Equivalence of two norms on $C[0,1]$

Question

Assume that $C[0,1]$ is complete under the norm ||.||. If the norm convergence implies pointwise convergence, show that ||.|| is equivalent to the $||.||_{\infty}$.

Attempt:

Two norms are equivalent if convergence of sequence in one implies convergence of sequence in other.

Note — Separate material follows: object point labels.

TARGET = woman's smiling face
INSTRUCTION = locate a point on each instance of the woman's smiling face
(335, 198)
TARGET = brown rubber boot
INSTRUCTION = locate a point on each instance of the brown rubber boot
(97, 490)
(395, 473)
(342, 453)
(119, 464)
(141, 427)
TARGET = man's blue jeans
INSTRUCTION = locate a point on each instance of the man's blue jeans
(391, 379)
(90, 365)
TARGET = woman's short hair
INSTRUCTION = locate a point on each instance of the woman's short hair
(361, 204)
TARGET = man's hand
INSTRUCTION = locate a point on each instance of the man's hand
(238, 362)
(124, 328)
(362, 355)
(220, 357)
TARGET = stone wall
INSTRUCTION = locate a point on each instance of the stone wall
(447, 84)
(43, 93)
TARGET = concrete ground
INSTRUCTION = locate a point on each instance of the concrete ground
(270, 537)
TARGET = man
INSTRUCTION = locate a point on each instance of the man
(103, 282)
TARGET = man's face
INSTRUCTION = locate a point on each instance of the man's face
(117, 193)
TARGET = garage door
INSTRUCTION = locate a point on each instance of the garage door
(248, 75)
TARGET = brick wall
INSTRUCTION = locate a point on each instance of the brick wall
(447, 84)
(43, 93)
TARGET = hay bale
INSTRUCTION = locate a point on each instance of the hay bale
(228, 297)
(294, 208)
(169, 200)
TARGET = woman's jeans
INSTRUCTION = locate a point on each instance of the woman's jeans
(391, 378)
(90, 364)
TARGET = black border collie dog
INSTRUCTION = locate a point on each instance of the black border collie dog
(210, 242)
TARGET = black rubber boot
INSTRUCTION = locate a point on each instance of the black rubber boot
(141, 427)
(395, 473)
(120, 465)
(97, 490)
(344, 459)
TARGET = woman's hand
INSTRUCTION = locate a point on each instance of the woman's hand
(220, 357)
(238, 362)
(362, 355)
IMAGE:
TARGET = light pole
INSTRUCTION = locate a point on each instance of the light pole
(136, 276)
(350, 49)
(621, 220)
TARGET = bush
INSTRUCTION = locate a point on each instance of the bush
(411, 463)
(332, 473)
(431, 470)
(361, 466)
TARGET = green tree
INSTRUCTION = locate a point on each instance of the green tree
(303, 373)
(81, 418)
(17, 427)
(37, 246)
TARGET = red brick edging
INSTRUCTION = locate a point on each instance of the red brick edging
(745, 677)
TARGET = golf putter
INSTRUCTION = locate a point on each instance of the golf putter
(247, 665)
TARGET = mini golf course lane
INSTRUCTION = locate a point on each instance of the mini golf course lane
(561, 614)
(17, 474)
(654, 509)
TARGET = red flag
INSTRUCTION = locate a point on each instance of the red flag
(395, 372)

Let $f_n$ be a sequence in $C[0,1]$ which converges to a function $f\in C[0,1]$. i.e. $\lim_{n \rightarrow \infty} ||f_n-f||=0 $. Since convergence in norm implies that pointwise convergence i.e. $\lim_{n \rightarrow \infty} |f_n(x)-f(x)|=0 $. Now how to show that it converges uniformly? Any help is appreciated. Thank you.

Answer 1

Let $E:=C([0,1])$. The linear functionals $\phi_t:(E,\|\cdot\|) \to \mathbb{R}$, $\phi_t(f)=f(t)$ are continuous (since convergence in $\|\cdot\|$ implies pointwise convergence) and the family $\{\phi_t:t \in [0,1]\}$ is pointwise bounded: For each $f \in E$ we have $$ \forall t \in [0,1]:~ |\phi_t(f)|=|f(t)| \le\|f\|_\infty. $$ By the theorem of uniform boundedness $\|\phi_t\|_\ast \le c$ $(t \in [0,1])$ for some $c\ge 0$ (where the functional norm is meant with respect to $\|\cdot\|$). Thus $$ |\phi_t(f)|=|f(t)| \le c \|f\| \quad (t \in [0,1], f \in E), $$ hence $\|f\|_\infty \le c \|f\|$ $(f\in E)$.

Answer 2

Consider $\textrm{id}: (C[0,1], ||\cdot||) \to (C[0,1], ||\cdot||_{\infty})$. We have to show that it is continuous because then by open mapping theorem it is a linear isomorphism and thus the norms are equivalent. But by closed graph theorem it is enough to show that it is a closed map. This is easy: if $f_n \to f$ in $(C[0,1], ||\cdot||)$ and $f_n \to g$ in $(C[0,1], ||\cdot||_{\infty})$ then $f_n(x) \to f(x)$ by assumption and $f_n(x) \to g(x)$ for all $x \in [0,1]$, so $f(x) = g(x)$ for all $x \in [0,1]$ and therefore $\textrm{id}$ is closed, hence continuous.